That got me thinking about large corporations. Dragging processes, endless meetings, decisions lost in hierarchical mazes. Environments that don’t burn professionals out from overwork — they make them evaporate. Not consumed by pressure, but by boredom. Creativity dies in monotony. And potential, when it doesn’t find room to expand, silently implodes.
Boreout is a muted scream: “my mind is underused.” It’s the feeling of being stuck in an environment that, in theory, is safe and stable — but in practice, no longer sparks movement. I’ve written it before: being at peace with our decisions is important. But when that peace turns into complacency, it’s time to raise the red flag.
The Antidote to Boreout
To prevent boreout from becoming the new normal, companies and professionals need to rethink the logic of work. For organizations, the challenge is clear: less bureaucracy, more agility, more connection to what really matters.
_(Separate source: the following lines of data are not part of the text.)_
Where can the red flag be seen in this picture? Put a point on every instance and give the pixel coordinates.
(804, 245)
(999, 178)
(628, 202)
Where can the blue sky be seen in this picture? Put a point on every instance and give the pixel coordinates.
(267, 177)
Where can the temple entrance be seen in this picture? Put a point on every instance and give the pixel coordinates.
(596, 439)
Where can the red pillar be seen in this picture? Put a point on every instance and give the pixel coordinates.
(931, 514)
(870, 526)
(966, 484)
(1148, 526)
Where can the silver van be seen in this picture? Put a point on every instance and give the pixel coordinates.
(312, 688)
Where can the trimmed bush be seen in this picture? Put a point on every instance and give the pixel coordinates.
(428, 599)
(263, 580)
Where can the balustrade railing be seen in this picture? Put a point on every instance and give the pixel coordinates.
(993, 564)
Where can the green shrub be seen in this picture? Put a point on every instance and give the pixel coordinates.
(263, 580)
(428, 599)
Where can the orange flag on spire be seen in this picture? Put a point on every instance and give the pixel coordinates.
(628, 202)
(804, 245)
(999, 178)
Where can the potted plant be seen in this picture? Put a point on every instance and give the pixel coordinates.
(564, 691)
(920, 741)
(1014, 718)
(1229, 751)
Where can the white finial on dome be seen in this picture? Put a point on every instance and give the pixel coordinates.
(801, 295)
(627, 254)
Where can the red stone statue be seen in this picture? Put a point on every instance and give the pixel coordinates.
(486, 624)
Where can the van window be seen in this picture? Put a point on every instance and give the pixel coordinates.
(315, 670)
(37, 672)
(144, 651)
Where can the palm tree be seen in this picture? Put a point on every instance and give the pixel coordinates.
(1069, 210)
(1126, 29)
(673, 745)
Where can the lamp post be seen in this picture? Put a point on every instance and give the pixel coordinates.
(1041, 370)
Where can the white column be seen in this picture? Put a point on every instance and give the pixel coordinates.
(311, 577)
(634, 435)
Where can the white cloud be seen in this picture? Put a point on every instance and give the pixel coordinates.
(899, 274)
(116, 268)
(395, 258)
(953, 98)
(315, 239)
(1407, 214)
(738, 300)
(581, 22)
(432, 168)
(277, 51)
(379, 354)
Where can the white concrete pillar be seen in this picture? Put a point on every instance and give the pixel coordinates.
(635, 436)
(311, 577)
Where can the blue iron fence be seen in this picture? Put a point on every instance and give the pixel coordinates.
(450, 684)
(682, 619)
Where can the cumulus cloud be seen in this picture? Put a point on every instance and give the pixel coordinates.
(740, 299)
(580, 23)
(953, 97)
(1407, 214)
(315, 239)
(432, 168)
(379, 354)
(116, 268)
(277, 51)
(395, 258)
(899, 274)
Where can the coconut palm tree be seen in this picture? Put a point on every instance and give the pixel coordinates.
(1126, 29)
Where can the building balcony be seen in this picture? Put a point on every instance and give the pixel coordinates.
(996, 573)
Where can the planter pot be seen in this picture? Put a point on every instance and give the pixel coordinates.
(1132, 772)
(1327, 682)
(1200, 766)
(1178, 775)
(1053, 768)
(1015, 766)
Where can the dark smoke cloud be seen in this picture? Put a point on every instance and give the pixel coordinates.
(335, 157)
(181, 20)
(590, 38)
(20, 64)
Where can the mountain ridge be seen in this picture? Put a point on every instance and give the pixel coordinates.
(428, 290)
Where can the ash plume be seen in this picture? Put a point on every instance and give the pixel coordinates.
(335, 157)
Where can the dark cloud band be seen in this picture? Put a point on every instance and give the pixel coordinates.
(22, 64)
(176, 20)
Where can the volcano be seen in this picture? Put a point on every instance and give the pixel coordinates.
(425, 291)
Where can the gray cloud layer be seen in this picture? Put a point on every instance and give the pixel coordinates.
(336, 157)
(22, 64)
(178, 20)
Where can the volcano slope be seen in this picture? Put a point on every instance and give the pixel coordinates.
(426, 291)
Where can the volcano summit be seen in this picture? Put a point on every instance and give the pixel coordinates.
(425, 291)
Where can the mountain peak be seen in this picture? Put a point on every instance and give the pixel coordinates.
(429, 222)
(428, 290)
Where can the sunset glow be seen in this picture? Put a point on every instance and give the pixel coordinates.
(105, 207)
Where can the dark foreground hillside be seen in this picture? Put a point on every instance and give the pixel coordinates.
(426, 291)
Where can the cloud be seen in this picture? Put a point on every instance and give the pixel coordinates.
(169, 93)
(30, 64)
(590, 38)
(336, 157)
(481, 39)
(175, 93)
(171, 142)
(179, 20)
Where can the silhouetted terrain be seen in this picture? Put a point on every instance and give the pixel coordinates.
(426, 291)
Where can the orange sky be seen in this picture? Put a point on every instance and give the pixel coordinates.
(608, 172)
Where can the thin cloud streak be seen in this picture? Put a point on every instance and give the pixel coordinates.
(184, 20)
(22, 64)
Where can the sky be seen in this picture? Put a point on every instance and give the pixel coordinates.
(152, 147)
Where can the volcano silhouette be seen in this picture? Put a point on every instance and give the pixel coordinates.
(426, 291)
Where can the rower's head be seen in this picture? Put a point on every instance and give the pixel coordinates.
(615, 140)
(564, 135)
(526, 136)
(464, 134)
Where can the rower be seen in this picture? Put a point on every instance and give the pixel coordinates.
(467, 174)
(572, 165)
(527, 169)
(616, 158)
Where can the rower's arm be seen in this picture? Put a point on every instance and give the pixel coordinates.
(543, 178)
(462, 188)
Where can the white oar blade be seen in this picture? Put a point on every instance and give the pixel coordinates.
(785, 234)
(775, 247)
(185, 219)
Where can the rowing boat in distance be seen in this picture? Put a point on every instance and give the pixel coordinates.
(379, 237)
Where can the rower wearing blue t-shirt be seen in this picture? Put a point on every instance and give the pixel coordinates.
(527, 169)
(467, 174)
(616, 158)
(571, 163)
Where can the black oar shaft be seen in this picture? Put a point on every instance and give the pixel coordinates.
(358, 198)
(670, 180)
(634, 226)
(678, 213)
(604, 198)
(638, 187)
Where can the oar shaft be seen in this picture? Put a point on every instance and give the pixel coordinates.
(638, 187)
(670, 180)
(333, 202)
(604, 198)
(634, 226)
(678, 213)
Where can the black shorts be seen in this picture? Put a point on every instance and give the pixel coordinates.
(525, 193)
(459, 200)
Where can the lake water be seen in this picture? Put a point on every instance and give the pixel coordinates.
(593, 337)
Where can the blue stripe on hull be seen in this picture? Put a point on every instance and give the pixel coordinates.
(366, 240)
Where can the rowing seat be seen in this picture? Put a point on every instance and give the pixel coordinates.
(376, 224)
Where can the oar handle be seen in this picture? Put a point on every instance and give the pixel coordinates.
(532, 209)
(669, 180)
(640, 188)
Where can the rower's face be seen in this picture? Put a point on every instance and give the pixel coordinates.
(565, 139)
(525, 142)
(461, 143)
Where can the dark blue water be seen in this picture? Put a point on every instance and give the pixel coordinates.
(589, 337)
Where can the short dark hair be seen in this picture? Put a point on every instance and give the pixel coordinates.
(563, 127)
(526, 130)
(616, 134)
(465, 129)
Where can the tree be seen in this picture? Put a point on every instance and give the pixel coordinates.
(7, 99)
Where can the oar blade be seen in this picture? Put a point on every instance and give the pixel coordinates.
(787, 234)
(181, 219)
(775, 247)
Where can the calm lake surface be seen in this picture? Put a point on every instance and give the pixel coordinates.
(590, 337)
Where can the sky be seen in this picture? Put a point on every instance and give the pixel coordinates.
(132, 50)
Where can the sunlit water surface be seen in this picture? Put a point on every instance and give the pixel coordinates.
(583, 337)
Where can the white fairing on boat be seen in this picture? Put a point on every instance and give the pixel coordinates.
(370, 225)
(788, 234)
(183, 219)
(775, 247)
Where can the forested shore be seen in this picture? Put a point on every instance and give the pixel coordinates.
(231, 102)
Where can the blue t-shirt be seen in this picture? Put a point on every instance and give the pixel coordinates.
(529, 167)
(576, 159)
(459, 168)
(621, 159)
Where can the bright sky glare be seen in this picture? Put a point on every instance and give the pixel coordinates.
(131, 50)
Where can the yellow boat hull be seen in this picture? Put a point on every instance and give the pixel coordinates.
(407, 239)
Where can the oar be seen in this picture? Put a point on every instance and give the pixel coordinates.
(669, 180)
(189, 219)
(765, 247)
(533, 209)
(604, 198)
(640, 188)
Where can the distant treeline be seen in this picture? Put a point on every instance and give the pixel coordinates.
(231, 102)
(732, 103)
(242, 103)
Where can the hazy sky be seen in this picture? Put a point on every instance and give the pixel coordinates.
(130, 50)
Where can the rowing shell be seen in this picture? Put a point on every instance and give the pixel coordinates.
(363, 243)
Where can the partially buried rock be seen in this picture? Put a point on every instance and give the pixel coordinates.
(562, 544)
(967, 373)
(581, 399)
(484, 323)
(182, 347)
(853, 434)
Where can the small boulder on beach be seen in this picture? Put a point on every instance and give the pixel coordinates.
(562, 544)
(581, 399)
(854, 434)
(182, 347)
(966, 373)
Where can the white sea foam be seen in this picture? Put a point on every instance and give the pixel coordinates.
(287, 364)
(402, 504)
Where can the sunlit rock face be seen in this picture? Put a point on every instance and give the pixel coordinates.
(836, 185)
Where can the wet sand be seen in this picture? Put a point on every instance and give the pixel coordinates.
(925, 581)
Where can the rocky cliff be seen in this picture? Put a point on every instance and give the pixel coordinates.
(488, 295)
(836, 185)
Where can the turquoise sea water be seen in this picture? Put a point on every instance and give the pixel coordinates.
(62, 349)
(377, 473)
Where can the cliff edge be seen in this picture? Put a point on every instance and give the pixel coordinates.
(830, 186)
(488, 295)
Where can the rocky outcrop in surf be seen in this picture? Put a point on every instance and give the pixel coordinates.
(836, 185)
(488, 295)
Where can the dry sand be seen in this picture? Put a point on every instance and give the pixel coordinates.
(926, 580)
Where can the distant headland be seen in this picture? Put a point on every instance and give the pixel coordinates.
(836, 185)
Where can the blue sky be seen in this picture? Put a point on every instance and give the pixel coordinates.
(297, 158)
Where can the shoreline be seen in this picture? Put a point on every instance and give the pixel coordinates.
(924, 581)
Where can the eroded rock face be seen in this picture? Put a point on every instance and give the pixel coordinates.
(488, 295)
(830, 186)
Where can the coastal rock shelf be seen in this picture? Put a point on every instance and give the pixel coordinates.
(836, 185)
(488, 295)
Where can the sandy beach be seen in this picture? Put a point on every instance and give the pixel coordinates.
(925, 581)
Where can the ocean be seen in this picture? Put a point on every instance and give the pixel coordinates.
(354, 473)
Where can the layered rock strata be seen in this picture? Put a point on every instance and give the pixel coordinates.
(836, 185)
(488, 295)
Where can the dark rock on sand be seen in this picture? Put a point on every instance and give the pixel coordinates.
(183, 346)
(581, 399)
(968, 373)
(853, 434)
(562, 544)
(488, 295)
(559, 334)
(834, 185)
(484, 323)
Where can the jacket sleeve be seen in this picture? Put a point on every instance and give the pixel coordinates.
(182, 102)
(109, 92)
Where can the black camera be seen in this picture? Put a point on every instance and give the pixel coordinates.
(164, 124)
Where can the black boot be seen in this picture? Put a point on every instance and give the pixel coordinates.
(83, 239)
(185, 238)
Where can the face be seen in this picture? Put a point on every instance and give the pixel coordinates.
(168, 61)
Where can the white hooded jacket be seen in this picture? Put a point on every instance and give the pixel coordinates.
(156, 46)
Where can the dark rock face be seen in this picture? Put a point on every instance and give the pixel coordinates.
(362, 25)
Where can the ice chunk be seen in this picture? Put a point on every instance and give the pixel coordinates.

Build a culture that not only recognizes talent — but challenges, provokes, and stimulates it.
The antidote to boreout might not be doing more — but doing better. More aligned with talents, closer to purpose. It takes courage to break out of the comfort zone and leadership responsibility to cultivate vibrant environments that inspire curiosity, learning, and growth. If burnout calls for pauses, boreout calls for movement. And neither goes well with inertia.